Department of Computer Science, Virginia Tech, Blacksburg, Virginia 24061, USA.
J Chem Phys. 2012 Jan 21;136(3):034105. doi: 10.1063/1.3677190.
The eukaryotic cell cycle is regulated by a complicated chemical reaction network. Although many deterministic models have been proposed, stochastic models are desired to capture noise in the cell resulting from low numbers of critical species. However, converting a deterministic model into one that accurately captures stochastic effects can result in a complex model that is hard to build and expensive to simulate. In this paper, we first apply a hybrid (mixed deterministic and stochastic) simulation method to such a stochastic model. With proper partitioning of reactions between deterministic and stochastic simulation methods, the hybrid method generates the same primary characteristics and the same level of noise as Gillespie's stochastic simulation algorithm, but with better efficiency. By studying the results generated by various partitionings of reactions, we developed a new strategy for hybrid stochastic modeling of the cell cycle. The new approach is not limited to using mass-action rate laws. Numerical experiments demonstrate that our approach is consistent with characteristics of noisy cell cycle progression, and yields cell cycle statistics in accord with experimental observations.

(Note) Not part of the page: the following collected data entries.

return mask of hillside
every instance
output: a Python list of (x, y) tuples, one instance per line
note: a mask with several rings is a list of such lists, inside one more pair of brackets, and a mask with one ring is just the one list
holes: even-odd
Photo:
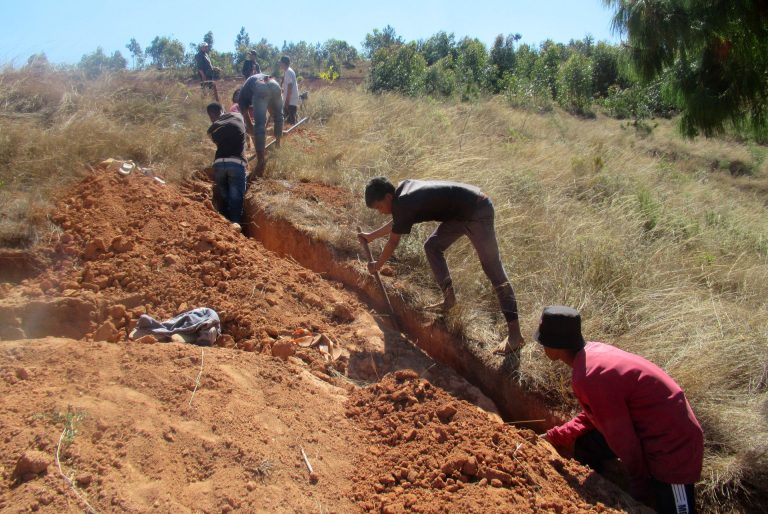
[[(108, 287), (122, 289), (131, 285), (135, 291), (146, 294), (145, 303), (159, 316), (175, 314), (182, 304), (214, 301), (225, 312), (233, 313), (226, 331), (233, 334), (235, 342), (252, 338), (254, 349), (259, 345), (262, 350), (269, 347), (265, 346), (269, 342), (265, 337), (273, 339), (269, 332), (265, 336), (260, 330), (274, 329), (279, 336), (281, 330), (293, 330), (302, 322), (312, 330), (327, 330), (332, 338), (355, 340), (354, 330), (338, 326), (328, 318), (324, 298), (326, 294), (334, 298), (341, 295), (343, 301), (355, 305), (358, 313), (366, 312), (367, 300), (347, 296), (343, 289), (328, 285), (315, 275), (302, 278), (301, 273), (307, 272), (290, 260), (279, 261), (280, 267), (290, 270), (286, 273), (291, 283), (296, 284), (294, 291), (279, 291), (288, 304), (270, 309), (266, 298), (263, 302), (259, 300), (259, 309), (271, 312), (269, 315), (254, 314), (253, 309), (242, 305), (253, 302), (262, 291), (254, 288), (256, 282), (264, 286), (275, 275), (270, 268), (274, 262), (272, 254), (266, 258), (269, 262), (264, 261), (266, 267), (258, 265), (259, 259), (263, 259), (261, 249), (241, 250), (256, 252), (241, 256), (233, 264), (237, 269), (248, 270), (245, 276), (230, 276), (206, 289), (198, 289), (199, 280), (210, 270), (202, 261), (195, 260), (198, 250), (185, 245), (191, 243), (189, 238), (199, 223), (187, 220), (189, 227), (177, 235), (168, 235), (167, 227), (178, 226), (180, 220), (174, 218), (169, 223), (164, 216), (181, 207), (184, 209), (177, 216), (213, 216), (211, 212), (187, 207), (186, 203), (199, 203), (207, 186), (187, 190), (184, 194), (191, 196), (186, 201), (182, 197), (157, 201), (145, 198), (149, 193), (144, 193), (144, 184), (134, 184), (130, 194), (138, 192), (139, 205), (135, 208), (143, 206), (141, 214), (133, 211), (130, 203), (120, 203), (126, 202), (125, 198), (104, 205), (100, 201), (102, 192), (88, 190), (107, 187), (99, 182), (105, 179), (94, 178), (99, 177), (93, 174), (97, 172), (87, 168), (106, 157), (151, 165), (159, 175), (175, 183), (183, 183), (203, 169), (212, 149), (204, 138), (205, 99), (195, 88), (156, 80), (151, 74), (105, 76), (86, 82), (63, 74), (40, 79), (32, 74), (6, 73), (3, 84), (0, 241), (11, 246), (36, 244), (54, 254), (72, 248), (72, 253), (65, 255), (73, 263), (68, 268), (50, 255), (46, 257), (45, 252), (35, 253), (38, 264), (30, 268), (42, 268), (44, 275), (27, 284), (4, 286), (3, 302), (15, 302), (13, 299), (19, 295), (28, 297), (25, 301), (29, 301), (30, 295), (34, 301), (66, 296), (71, 289), (66, 284), (72, 281), (96, 284), (82, 275), (67, 276), (64, 280), (59, 274), (84, 271), (74, 263), (79, 262), (88, 239), (97, 233), (109, 232), (104, 237), (110, 241), (125, 233), (136, 237), (139, 255), (153, 256), (147, 263), (149, 269), (139, 264), (141, 260), (121, 257), (115, 262), (91, 263), (87, 268), (92, 270), (94, 279), (106, 279)], [(674, 120), (652, 121), (638, 130), (601, 115), (583, 120), (556, 109), (546, 113), (515, 109), (499, 97), (443, 103), (372, 96), (350, 88), (324, 89), (320, 84), (316, 87), (306, 107), (312, 118), (310, 126), (273, 154), (267, 175), (287, 181), (288, 185), (327, 184), (333, 186), (335, 196), (310, 192), (297, 199), (276, 188), (263, 197), (262, 191), (260, 197), (266, 198), (263, 201), (274, 216), (340, 252), (354, 252), (356, 241), (350, 237), (351, 228), (357, 224), (373, 227), (381, 221), (365, 209), (361, 200), (362, 186), (371, 176), (387, 175), (392, 180), (444, 178), (481, 186), (497, 207), (502, 256), (520, 303), (523, 334), (530, 340), (544, 305), (569, 304), (582, 310), (590, 339), (640, 353), (664, 367), (686, 390), (704, 426), (706, 476), (700, 494), (708, 511), (748, 512), (765, 505), (765, 147), (735, 140), (686, 141), (677, 135)], [(229, 94), (231, 91), (223, 96)], [(86, 182), (79, 186), (81, 189), (64, 191), (66, 185), (84, 177)], [(78, 224), (65, 226), (64, 205), (91, 214)], [(145, 218), (150, 220), (154, 228), (143, 234), (143, 224), (140, 228), (121, 220), (126, 212), (133, 213), (131, 219), (136, 223), (143, 223)], [(108, 228), (99, 223), (101, 218), (119, 225)], [(222, 252), (256, 244), (242, 242), (240, 236), (224, 231), (223, 226), (221, 230), (216, 240), (221, 241)], [(433, 300), (437, 293), (421, 250), (429, 230), (430, 227), (422, 227), (405, 241), (393, 265), (394, 277), (385, 279), (414, 310)], [(57, 249), (62, 238), (69, 239), (67, 234), (72, 234), (72, 239)], [(155, 237), (164, 240), (155, 242)], [(171, 253), (184, 255), (185, 259), (189, 256), (192, 261), (179, 264), (171, 282), (155, 283), (153, 277), (163, 269), (163, 257), (173, 245), (179, 245), (179, 249)], [(457, 279), (461, 308), (447, 320), (433, 320), (434, 325), (454, 334), (457, 340), (466, 337), (480, 349), (490, 347), (500, 338), (501, 320), (495, 314), (495, 297), (466, 243), (449, 252), (449, 264)], [(116, 273), (127, 271), (137, 278), (123, 284), (122, 278), (126, 277), (122, 277), (119, 286), (109, 280)], [(55, 278), (60, 287), (50, 292), (40, 289), (45, 273), (51, 275), (51, 286)], [(219, 282), (224, 284), (221, 291)], [(81, 287), (76, 296), (100, 305), (90, 297), (103, 296), (105, 292), (101, 289), (99, 286), (96, 292), (82, 291)], [(301, 298), (299, 292), (307, 289), (321, 299), (319, 303), (313, 306), (312, 301)], [(33, 290), (36, 292), (30, 293)], [(109, 301), (119, 303), (117, 297), (109, 297)], [(87, 311), (87, 315), (91, 310), (98, 311), (88, 307), (83, 312)], [(375, 324), (372, 319), (367, 323)], [(96, 322), (89, 319), (83, 330), (74, 334), (25, 335), (88, 339), (87, 334), (98, 328), (89, 324), (91, 321)], [(280, 326), (273, 327), (275, 324)], [(118, 337), (122, 338), (124, 334)], [(402, 351), (406, 355), (421, 355), (419, 359), (428, 358), (412, 350), (410, 343), (403, 344), (398, 355)], [(382, 352), (382, 348), (377, 351)], [(372, 351), (364, 346), (362, 349)], [(240, 354), (239, 349), (211, 350), (214, 351), (217, 353), (212, 355), (217, 358)], [(388, 353), (383, 352), (382, 358)], [(55, 369), (64, 376), (66, 354), (55, 353), (61, 355), (56, 365), (64, 366)], [(385, 369), (421, 366), (423, 371), (432, 366), (428, 360), (414, 359), (405, 359), (407, 363), (389, 362), (390, 367)], [(368, 370), (365, 380), (373, 381), (371, 370), (374, 376), (383, 375), (380, 364), (377, 362)], [(29, 369), (38, 365), (21, 364)], [(187, 383), (195, 375), (191, 369), (194, 366), (189, 367)], [(11, 368), (6, 370), (11, 382), (16, 380), (14, 373)], [(439, 374), (432, 372), (430, 381), (450, 389), (450, 384), (439, 383), (443, 373), (452, 372), (448, 368), (442, 368)], [(459, 382), (463, 380), (454, 377)], [(567, 411), (573, 406), (564, 370), (552, 367), (535, 344), (525, 348), (513, 378), (519, 387), (558, 410)], [(106, 375), (104, 379), (114, 380)], [(95, 384), (98, 388), (103, 386), (100, 382)], [(346, 387), (341, 385), (342, 389)], [(474, 391), (473, 401), (477, 403), (482, 395)], [(41, 409), (66, 411), (68, 398), (75, 393), (62, 394), (62, 403)], [(305, 400), (297, 397), (296, 401)], [(23, 411), (23, 415), (34, 416), (34, 412)], [(36, 423), (44, 425), (41, 420)], [(61, 430), (60, 423), (56, 428)], [(12, 437), (25, 434), (27, 439), (26, 443), (14, 439), (12, 451), (3, 463), (5, 473), (9, 472), (8, 466), (13, 466), (11, 460), (18, 450), (33, 440), (20, 427), (11, 430), (18, 432)], [(352, 429), (352, 433), (358, 432)], [(51, 444), (45, 447), (50, 450)], [(261, 451), (256, 448), (254, 454)], [(295, 451), (291, 455), (295, 456)], [(300, 460), (296, 463), (301, 466)], [(386, 496), (391, 491), (382, 494)], [(323, 497), (320, 502), (329, 505), (331, 500)], [(344, 510), (343, 505), (339, 503), (336, 508)]]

真核细胞周期受复杂的化学反应网络调控。虽然已经提出了许多确定性模型,但为了捕捉由于关键物种数量较少而导致的细胞内噪声,仍需要随机模型。然而,将确定性模型转换为能够准确捕捉随机效应的模型可能会导致模型变得复杂,难以构建且模拟成本高。在本文中,我们首先将混合(确定和随机混合)模拟方法应用于此类随机模型。通过在确定模拟方法和随机模拟方法之间对反应进行适当的分区,混合方法生成的主要特征与 Gillespie 的随机模拟算法相同,且噪声水平相同,但效率更高。通过研究不同分区反应生成的结果,我们开发了一种新的细胞周期混合随机建模策略。新方法不仅限于使用质量作用定律。数值实验表明,我们的方法与噪声细胞周期进展的特征一致,并产生与实验观察一致的细胞周期统计数据。